Extracting nouns with Python

This is some real Python 101, so bear with me.

I've never worked with Python, except for one Saturday afternoon when I left a conference early and worked through the first two parts of the Django tutorial in a fog of considerable confusion. But for someone with aspirations of working with data, Python is clearly the future (or so I'm told by people who seem to know what they're about), and a project at work came along that presented a chance to explore Python's powerful Natural Language Toolkit (NLTK) module - or at least to scratch its surface.

"Natural language" here means language encountered in the wild, language as humans use it day-to-day - language that from a computer's point of view is unruly, messy, and illogical. Python's NLTK module gives programmers the tools to parse and interpret natural language as data, to draw insights from raw text.

My assignment was this: given a large chunk of raw text, extract only the nouns, both common and proper.

import nltk
essays = u"""text here"""
tokens = nltk.word_tokenize(essays)
tagged = nltk.pos_tag(tokens)
nouns = [word for word,pos in tagged \
	if (pos == 'NN' or pos == 'NNP' or pos == 'NNS' or pos == 'NNPS')]
downcased = [x.lower() for x in nouns]
joined = " ".join(downcased).encode('utf-8')
into_string = str(nouns)

output = open("output.txt", "w")

Import the Natural Language Toolkit module. Tokenize the raw text and then tag each token with a part-of-speech tag (e.g., noun, verb, adjective, etc.). Identify each token that's tagged as a noun or a proper noun. Make everything lowercase, and then join the noun tokens into a string, separated by spaces. Finally, write the result into a new file called output.txt.

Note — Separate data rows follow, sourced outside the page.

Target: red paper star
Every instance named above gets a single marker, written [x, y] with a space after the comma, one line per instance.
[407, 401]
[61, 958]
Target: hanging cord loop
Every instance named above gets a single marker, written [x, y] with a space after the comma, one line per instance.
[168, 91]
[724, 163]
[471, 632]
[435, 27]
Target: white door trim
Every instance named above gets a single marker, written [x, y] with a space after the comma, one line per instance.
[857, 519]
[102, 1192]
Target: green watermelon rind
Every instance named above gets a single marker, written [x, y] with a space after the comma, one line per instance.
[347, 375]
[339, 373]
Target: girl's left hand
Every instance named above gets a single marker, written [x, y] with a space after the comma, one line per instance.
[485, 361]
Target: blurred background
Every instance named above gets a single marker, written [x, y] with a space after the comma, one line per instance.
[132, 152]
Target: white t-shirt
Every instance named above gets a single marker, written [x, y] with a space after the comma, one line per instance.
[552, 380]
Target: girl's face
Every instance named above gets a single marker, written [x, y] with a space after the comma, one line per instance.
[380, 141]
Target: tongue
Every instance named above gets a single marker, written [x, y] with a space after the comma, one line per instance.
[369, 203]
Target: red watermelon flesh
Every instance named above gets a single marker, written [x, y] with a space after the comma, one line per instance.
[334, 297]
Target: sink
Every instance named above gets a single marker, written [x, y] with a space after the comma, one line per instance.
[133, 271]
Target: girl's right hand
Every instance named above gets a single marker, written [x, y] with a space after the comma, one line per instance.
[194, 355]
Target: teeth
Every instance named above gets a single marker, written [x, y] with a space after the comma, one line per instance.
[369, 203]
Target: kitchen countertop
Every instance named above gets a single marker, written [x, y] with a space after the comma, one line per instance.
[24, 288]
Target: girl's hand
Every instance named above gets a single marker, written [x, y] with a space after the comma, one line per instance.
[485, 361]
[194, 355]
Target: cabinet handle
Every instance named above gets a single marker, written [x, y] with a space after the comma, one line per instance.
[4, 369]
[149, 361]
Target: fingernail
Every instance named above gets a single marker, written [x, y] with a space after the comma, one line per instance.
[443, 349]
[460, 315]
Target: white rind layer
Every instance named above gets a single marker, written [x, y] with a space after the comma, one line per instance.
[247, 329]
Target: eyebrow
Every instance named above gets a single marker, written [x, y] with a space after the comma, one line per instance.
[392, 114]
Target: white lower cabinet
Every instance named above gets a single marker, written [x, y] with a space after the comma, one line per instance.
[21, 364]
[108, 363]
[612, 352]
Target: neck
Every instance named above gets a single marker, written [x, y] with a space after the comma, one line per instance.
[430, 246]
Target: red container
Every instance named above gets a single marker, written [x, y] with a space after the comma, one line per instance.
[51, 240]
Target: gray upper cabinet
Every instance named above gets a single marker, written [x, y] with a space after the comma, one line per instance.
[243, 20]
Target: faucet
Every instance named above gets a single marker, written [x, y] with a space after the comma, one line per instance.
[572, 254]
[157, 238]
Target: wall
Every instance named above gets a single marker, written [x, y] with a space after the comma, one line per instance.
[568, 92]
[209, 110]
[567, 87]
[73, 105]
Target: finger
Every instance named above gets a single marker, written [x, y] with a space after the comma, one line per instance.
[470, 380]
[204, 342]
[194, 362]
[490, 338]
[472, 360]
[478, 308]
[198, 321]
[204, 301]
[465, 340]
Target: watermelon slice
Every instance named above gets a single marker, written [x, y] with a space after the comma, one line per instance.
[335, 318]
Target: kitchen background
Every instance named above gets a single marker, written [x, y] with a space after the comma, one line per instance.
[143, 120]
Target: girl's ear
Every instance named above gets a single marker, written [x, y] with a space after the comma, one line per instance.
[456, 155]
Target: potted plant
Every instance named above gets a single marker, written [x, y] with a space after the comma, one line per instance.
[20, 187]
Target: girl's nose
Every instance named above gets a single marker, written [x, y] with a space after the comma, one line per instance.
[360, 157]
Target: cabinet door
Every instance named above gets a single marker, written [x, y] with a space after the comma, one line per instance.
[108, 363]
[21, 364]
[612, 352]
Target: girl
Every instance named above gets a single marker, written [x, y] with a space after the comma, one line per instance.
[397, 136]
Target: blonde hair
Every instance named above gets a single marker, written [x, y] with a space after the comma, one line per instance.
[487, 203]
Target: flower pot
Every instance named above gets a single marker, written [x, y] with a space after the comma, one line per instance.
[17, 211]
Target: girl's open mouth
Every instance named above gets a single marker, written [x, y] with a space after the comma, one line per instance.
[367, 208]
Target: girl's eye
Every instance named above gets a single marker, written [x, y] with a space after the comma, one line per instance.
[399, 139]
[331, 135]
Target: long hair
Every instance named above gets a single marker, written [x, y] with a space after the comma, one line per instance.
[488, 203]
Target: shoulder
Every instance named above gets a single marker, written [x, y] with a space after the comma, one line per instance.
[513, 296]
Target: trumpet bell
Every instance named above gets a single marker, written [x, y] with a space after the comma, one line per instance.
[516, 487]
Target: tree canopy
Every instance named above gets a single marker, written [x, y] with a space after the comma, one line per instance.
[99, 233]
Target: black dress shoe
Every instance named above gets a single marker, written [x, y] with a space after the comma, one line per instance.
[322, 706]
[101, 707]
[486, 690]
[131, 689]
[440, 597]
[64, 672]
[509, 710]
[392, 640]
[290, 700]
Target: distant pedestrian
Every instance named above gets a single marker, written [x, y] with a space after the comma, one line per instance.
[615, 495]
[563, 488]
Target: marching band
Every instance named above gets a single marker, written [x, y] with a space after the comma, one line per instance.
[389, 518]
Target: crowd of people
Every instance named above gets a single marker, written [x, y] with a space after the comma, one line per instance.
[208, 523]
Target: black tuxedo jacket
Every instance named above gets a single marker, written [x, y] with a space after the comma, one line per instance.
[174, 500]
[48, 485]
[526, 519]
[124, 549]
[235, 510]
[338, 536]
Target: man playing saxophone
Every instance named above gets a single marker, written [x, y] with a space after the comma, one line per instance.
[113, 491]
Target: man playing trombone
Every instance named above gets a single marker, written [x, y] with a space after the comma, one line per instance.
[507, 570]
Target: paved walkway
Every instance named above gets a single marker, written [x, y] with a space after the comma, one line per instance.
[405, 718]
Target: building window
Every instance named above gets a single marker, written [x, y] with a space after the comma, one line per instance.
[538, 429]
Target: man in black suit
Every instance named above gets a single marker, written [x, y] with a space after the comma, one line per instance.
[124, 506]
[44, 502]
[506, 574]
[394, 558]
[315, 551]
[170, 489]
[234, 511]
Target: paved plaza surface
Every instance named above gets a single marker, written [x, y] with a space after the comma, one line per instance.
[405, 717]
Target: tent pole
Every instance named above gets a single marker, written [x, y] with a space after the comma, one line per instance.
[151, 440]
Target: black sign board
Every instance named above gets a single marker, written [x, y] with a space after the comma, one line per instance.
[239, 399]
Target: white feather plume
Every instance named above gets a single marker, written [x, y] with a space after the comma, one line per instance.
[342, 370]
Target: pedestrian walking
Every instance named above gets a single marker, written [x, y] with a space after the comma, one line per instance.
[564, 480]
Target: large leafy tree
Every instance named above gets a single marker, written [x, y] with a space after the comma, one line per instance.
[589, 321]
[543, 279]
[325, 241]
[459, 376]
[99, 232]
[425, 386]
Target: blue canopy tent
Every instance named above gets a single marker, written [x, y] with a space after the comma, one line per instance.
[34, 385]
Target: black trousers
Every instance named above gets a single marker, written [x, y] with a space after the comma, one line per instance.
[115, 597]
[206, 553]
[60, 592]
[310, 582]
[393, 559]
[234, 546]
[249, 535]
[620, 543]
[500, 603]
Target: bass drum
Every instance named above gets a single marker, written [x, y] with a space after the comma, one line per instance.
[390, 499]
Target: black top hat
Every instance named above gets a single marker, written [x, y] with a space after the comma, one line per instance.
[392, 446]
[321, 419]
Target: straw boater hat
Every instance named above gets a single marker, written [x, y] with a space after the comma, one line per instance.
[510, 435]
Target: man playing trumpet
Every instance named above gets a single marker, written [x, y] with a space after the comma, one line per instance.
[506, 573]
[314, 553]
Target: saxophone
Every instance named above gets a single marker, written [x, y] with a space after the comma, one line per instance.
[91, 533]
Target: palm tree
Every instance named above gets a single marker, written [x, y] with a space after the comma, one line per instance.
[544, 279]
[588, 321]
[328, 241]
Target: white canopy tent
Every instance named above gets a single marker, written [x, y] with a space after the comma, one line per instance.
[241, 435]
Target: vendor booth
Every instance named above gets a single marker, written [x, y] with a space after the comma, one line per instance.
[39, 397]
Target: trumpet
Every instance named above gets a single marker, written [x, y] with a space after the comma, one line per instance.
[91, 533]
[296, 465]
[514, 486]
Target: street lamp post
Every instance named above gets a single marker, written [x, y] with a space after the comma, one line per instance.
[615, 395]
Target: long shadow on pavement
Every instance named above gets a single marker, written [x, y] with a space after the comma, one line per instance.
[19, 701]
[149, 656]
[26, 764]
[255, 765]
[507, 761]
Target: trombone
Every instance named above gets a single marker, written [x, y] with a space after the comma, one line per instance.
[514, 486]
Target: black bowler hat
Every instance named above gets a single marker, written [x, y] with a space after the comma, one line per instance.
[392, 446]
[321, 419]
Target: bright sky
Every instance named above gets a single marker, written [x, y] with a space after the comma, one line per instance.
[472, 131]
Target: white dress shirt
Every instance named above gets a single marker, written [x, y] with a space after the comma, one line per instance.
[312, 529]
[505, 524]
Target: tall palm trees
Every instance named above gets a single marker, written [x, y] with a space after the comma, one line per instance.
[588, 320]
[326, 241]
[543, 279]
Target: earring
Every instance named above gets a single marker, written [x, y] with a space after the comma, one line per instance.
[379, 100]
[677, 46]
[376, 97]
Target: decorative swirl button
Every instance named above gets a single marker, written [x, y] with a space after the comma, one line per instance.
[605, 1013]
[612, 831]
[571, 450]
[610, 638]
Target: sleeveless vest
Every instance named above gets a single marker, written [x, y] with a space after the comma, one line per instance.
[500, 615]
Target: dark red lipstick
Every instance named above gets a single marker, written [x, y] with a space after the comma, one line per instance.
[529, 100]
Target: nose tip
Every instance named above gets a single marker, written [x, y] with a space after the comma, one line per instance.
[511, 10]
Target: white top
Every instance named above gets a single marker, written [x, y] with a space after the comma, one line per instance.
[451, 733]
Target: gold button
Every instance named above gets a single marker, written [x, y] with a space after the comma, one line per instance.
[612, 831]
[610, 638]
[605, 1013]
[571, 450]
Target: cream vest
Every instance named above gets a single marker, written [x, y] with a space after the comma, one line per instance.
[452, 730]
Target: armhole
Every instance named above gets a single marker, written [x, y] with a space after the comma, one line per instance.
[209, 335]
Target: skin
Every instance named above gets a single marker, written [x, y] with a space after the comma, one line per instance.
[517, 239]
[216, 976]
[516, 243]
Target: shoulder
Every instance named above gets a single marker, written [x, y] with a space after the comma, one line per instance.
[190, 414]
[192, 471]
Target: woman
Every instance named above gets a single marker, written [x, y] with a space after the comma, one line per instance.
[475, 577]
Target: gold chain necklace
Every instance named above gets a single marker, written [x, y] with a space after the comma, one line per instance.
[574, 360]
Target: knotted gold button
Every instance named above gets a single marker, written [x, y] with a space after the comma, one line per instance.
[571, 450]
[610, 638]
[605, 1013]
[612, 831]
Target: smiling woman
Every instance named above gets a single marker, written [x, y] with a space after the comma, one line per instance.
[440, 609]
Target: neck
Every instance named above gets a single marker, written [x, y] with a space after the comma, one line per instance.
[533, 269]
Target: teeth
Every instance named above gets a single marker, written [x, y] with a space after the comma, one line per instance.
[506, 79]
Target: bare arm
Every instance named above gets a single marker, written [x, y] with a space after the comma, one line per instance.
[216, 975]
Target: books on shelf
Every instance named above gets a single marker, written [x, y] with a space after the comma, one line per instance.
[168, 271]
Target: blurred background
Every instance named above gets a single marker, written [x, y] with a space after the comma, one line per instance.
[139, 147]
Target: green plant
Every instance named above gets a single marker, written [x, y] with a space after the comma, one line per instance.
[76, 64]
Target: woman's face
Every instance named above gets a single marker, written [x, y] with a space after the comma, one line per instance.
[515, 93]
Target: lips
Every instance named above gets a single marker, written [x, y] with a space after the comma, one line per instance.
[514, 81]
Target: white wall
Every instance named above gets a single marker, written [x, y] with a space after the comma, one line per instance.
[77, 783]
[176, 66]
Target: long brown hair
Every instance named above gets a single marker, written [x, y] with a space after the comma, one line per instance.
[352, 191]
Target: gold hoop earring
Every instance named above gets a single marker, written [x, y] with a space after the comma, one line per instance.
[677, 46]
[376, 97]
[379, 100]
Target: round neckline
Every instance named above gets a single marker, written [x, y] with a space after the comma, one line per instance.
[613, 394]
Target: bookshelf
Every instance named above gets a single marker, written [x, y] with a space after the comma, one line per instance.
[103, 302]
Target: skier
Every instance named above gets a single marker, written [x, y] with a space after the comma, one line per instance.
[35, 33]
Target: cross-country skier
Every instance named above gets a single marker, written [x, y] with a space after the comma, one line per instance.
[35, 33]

Simple as this is, it took a long time to get working because the terminal kept throwing errors related to the text encoding. I'm still unclear on the details, but in short the version of Python that comes packaged on Macs, 2.7.x, requires explicit handling of Unicode text, which is why there's a random "u" in front of the """text here""" string. Python 3+, the version under active development, handles Unicode text by default. (Every explanation of the difference that I've read online runs to the thousands of words, so this paragraph is likely simplified to the point of uselessness.)

I'm excited to explore more of NLTK's capabilities. Next up might be a vocabulary frequency distribution.